今回の委員会では、意見書の再修正案が担当委員から報告された。これについて意見が交わされた結果、合意が得られたため、表現などについて一部手直しの上、今後しかるべき時期に当該放送局に対して通知し、記者会見を開いて公表することになった。

2.TBSテレビ『news23』について審議

TBSテレビは1月12日、報道番組『news 23』の調査報道23時のコーナーにおいて、農業協同組合(JA)で職員が共済営業の過大なノルマを課され、ノルマ達成の為に職員やその家族が不必要な契約を結ぶ、いわゆる“自爆営業”が横行していると報じた。放送後、身元を隠す措置が不十分だったため、A地方のJAに勤める男性は職場で身元がばれて居づらくなり、退職に追い込まれたとの週刊誌報道があった。また、取材を受けた職員とは3回程度会話をしたことがあるという人から「放送を見て誰であるかを私ですら特定できた。彼は農協の問題を告発し多くの職員の声を代弁してくれた。退職になりとても残念だ。テレビ局の取材対象に対する不誠実な姿勢を問題にしてもらいたい」といった声がBPOへ寄せられた。委員会は、報道の取材源の秘匿という原則が損なわれるという放送倫理違反の疑いがあり、取材から放送に至る経緯等について詳しく検証する必要があるとして8月の委員会で審議入りを決め、9月の委員会で担当委員から当該放送局の関係者に行ったヒアリングの結果を基に議論し、10月の委員会では担当委員から提出された意見書案について議論した。
今回の委員会においては、担当委員から示された意見書の修正案について意見交換した結果、合意が得られたため、表現などについて一部手直しの上、当該放送局へ通知して公表することになった。

3.10月に寄せられた視聴者・聴取者意見を報告

10月に寄せられた視聴者・聴取者の意見総数は5千件を上回り、月間の意見数としては記録が残っている中で最も多かった。
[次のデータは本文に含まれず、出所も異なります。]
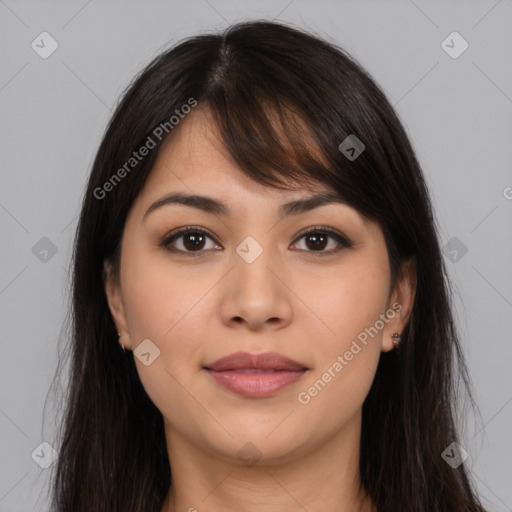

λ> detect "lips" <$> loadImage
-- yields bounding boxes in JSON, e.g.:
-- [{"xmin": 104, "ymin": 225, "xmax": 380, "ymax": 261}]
[
  {"xmin": 204, "ymin": 352, "xmax": 308, "ymax": 398},
  {"xmin": 205, "ymin": 352, "xmax": 308, "ymax": 373}
]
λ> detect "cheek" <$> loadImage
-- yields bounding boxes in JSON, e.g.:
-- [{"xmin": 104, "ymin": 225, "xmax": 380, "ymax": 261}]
[{"xmin": 303, "ymin": 256, "xmax": 389, "ymax": 348}]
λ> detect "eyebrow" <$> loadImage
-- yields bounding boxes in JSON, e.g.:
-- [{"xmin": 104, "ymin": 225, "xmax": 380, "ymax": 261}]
[{"xmin": 142, "ymin": 191, "xmax": 347, "ymax": 221}]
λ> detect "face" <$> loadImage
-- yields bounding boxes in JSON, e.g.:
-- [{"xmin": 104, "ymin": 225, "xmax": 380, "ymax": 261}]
[{"xmin": 106, "ymin": 111, "xmax": 413, "ymax": 463}]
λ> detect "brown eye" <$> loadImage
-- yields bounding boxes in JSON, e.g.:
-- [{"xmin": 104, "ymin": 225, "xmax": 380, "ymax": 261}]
[
  {"xmin": 161, "ymin": 227, "xmax": 217, "ymax": 253},
  {"xmin": 292, "ymin": 228, "xmax": 352, "ymax": 255}
]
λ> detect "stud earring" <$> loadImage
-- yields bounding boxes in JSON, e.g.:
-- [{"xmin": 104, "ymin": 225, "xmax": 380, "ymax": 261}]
[{"xmin": 117, "ymin": 332, "xmax": 126, "ymax": 354}]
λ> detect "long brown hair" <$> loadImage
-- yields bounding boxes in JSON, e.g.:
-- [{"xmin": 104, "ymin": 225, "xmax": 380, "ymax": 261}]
[{"xmin": 48, "ymin": 21, "xmax": 483, "ymax": 512}]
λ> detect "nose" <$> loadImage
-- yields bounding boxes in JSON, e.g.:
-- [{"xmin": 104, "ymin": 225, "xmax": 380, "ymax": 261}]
[{"xmin": 221, "ymin": 245, "xmax": 293, "ymax": 331}]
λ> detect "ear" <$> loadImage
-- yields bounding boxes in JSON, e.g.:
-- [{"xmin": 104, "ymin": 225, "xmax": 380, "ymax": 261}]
[
  {"xmin": 382, "ymin": 258, "xmax": 417, "ymax": 352},
  {"xmin": 103, "ymin": 260, "xmax": 131, "ymax": 349}
]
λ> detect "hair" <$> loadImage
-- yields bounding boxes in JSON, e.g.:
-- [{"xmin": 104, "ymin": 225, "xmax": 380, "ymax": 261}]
[{"xmin": 46, "ymin": 21, "xmax": 484, "ymax": 512}]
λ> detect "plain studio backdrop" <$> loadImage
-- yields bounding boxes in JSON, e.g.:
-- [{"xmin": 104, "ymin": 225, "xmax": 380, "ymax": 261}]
[{"xmin": 0, "ymin": 0, "xmax": 512, "ymax": 512}]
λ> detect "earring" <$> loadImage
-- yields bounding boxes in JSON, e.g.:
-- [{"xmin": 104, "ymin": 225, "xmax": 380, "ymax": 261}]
[{"xmin": 117, "ymin": 332, "xmax": 126, "ymax": 354}]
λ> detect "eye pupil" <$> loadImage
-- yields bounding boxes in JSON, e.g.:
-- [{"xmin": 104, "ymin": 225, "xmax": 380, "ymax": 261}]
[
  {"xmin": 306, "ymin": 233, "xmax": 327, "ymax": 249},
  {"xmin": 183, "ymin": 233, "xmax": 205, "ymax": 249}
]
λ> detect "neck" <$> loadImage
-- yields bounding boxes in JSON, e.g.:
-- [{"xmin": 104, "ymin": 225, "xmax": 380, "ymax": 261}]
[{"xmin": 162, "ymin": 413, "xmax": 375, "ymax": 512}]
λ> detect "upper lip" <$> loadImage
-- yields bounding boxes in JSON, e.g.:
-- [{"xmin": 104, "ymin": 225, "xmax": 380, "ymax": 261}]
[{"xmin": 205, "ymin": 352, "xmax": 307, "ymax": 371}]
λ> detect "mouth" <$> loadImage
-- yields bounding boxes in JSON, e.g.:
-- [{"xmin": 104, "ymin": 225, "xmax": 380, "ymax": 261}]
[{"xmin": 203, "ymin": 352, "xmax": 309, "ymax": 398}]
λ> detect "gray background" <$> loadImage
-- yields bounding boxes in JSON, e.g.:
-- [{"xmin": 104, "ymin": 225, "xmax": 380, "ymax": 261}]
[{"xmin": 0, "ymin": 0, "xmax": 512, "ymax": 512}]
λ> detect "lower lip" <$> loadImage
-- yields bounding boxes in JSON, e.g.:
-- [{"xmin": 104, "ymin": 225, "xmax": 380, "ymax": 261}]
[{"xmin": 206, "ymin": 370, "xmax": 306, "ymax": 398}]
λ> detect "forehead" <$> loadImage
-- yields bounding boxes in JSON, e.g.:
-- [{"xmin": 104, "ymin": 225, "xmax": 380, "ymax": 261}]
[{"xmin": 141, "ymin": 109, "xmax": 333, "ymax": 204}]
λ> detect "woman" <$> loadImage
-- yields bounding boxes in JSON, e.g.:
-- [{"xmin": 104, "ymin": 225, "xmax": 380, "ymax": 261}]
[{"xmin": 49, "ymin": 18, "xmax": 483, "ymax": 512}]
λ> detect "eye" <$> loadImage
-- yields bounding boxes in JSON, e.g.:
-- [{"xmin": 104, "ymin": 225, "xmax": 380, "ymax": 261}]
[
  {"xmin": 160, "ymin": 226, "xmax": 352, "ymax": 256},
  {"xmin": 290, "ymin": 226, "xmax": 352, "ymax": 256},
  {"xmin": 160, "ymin": 226, "xmax": 220, "ymax": 256}
]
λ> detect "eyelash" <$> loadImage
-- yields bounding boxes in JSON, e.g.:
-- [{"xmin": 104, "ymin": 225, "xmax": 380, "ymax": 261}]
[{"xmin": 159, "ymin": 226, "xmax": 352, "ymax": 257}]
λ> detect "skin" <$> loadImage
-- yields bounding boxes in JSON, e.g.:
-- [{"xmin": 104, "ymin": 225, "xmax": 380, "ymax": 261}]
[{"xmin": 105, "ymin": 110, "xmax": 415, "ymax": 512}]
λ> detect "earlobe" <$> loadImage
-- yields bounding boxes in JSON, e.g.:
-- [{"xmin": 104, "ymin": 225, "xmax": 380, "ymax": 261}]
[
  {"xmin": 103, "ymin": 260, "xmax": 130, "ymax": 348},
  {"xmin": 382, "ymin": 258, "xmax": 417, "ymax": 352}
]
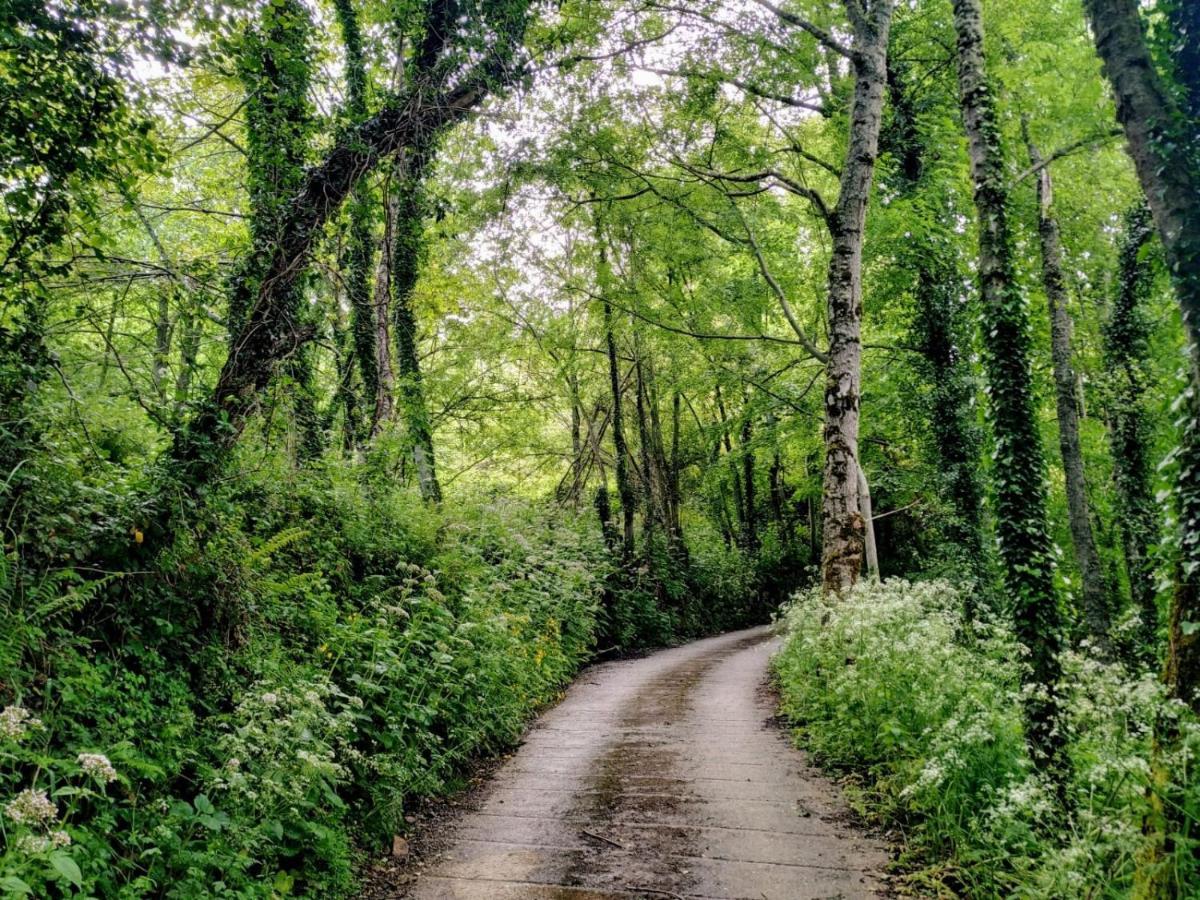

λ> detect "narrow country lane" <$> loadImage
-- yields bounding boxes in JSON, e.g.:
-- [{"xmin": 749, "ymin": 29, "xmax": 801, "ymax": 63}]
[{"xmin": 406, "ymin": 628, "xmax": 887, "ymax": 900}]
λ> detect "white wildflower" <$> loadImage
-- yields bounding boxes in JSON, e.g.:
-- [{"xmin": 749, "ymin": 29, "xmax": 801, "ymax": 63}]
[
  {"xmin": 5, "ymin": 787, "xmax": 59, "ymax": 824},
  {"xmin": 17, "ymin": 834, "xmax": 50, "ymax": 854},
  {"xmin": 78, "ymin": 754, "xmax": 116, "ymax": 781},
  {"xmin": 0, "ymin": 707, "xmax": 42, "ymax": 740}
]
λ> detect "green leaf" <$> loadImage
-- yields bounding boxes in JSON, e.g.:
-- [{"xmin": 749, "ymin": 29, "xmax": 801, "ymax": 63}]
[
  {"xmin": 50, "ymin": 853, "xmax": 83, "ymax": 887},
  {"xmin": 0, "ymin": 875, "xmax": 34, "ymax": 894}
]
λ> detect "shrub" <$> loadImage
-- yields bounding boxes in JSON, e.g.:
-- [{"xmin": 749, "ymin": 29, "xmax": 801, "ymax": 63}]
[
  {"xmin": 774, "ymin": 580, "xmax": 1200, "ymax": 898},
  {"xmin": 0, "ymin": 466, "xmax": 610, "ymax": 898}
]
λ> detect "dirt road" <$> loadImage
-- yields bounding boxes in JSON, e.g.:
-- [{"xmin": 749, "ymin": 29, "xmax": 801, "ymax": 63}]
[{"xmin": 404, "ymin": 629, "xmax": 887, "ymax": 900}]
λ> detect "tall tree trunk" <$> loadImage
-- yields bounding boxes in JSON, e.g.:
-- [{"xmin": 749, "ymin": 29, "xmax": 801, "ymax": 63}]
[
  {"xmin": 598, "ymin": 296, "xmax": 637, "ymax": 559},
  {"xmin": 739, "ymin": 412, "xmax": 758, "ymax": 553},
  {"xmin": 1085, "ymin": 0, "xmax": 1200, "ymax": 713},
  {"xmin": 175, "ymin": 296, "xmax": 203, "ymax": 420},
  {"xmin": 334, "ymin": 0, "xmax": 379, "ymax": 448},
  {"xmin": 1026, "ymin": 136, "xmax": 1112, "ymax": 656},
  {"xmin": 593, "ymin": 217, "xmax": 637, "ymax": 562},
  {"xmin": 1085, "ymin": 7, "xmax": 1200, "ymax": 899},
  {"xmin": 858, "ymin": 466, "xmax": 880, "ymax": 581},
  {"xmin": 821, "ymin": 0, "xmax": 894, "ymax": 593},
  {"xmin": 716, "ymin": 384, "xmax": 746, "ymax": 535},
  {"xmin": 667, "ymin": 391, "xmax": 683, "ymax": 544},
  {"xmin": 888, "ymin": 60, "xmax": 990, "ymax": 578},
  {"xmin": 391, "ymin": 145, "xmax": 442, "ymax": 503},
  {"xmin": 953, "ymin": 0, "xmax": 1066, "ymax": 785},
  {"xmin": 371, "ymin": 181, "xmax": 400, "ymax": 437},
  {"xmin": 634, "ymin": 336, "xmax": 665, "ymax": 536},
  {"xmin": 1104, "ymin": 204, "xmax": 1158, "ymax": 659}
]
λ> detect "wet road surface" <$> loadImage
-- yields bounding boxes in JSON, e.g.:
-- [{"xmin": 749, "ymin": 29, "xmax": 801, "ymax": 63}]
[{"xmin": 404, "ymin": 629, "xmax": 887, "ymax": 900}]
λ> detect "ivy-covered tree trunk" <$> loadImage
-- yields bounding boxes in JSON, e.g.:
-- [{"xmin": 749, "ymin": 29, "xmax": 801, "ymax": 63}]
[
  {"xmin": 371, "ymin": 185, "xmax": 400, "ymax": 437},
  {"xmin": 821, "ymin": 0, "xmax": 894, "ymax": 593},
  {"xmin": 887, "ymin": 60, "xmax": 991, "ymax": 578},
  {"xmin": 391, "ymin": 149, "xmax": 442, "ymax": 503},
  {"xmin": 334, "ymin": 0, "xmax": 380, "ymax": 448},
  {"xmin": 738, "ymin": 410, "xmax": 758, "ymax": 553},
  {"xmin": 954, "ymin": 0, "xmax": 1066, "ymax": 776},
  {"xmin": 596, "ymin": 296, "xmax": 637, "ymax": 559},
  {"xmin": 1028, "ymin": 140, "xmax": 1112, "ymax": 655},
  {"xmin": 1085, "ymin": 0, "xmax": 1200, "ymax": 713},
  {"xmin": 158, "ymin": 0, "xmax": 530, "ymax": 528},
  {"xmin": 1104, "ymin": 204, "xmax": 1158, "ymax": 659},
  {"xmin": 229, "ymin": 0, "xmax": 324, "ymax": 463}
]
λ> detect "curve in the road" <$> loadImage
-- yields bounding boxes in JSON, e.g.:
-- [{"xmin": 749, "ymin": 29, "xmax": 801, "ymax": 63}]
[{"xmin": 407, "ymin": 629, "xmax": 887, "ymax": 900}]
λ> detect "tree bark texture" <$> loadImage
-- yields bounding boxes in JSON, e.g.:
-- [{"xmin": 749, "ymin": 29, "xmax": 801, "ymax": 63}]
[
  {"xmin": 1085, "ymin": 0, "xmax": 1200, "ymax": 713},
  {"xmin": 1104, "ymin": 204, "xmax": 1158, "ymax": 658},
  {"xmin": 1028, "ymin": 142, "xmax": 1111, "ymax": 655},
  {"xmin": 391, "ymin": 146, "xmax": 442, "ymax": 503},
  {"xmin": 160, "ymin": 4, "xmax": 528, "ymax": 501},
  {"xmin": 821, "ymin": 0, "xmax": 894, "ymax": 593}
]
そのうち芸能事務所創業者による性加害問題について、東京キー局が相次いで検証番組を放送したことに関する意見が数多く寄せられたことや、芸能事務所側が記者会見を開いた際に、個々の記者に関する「NGリスト」が存在していたという報道に関する意見が多数寄せられたことなどが事務局から報告され、議論した。

4.関西地区ラジオ局との意見交換会の企画について

2024年1月26日(金)に放送倫理検証委員会と関西地区のラジオ13局との「意見交換会」を開催することを決めた。テーマは「政治的公平性」や「パーソナリティの発言対応」など。現場からの報告のほか、各局が日々直面している課題や悩みを共有していく場とする。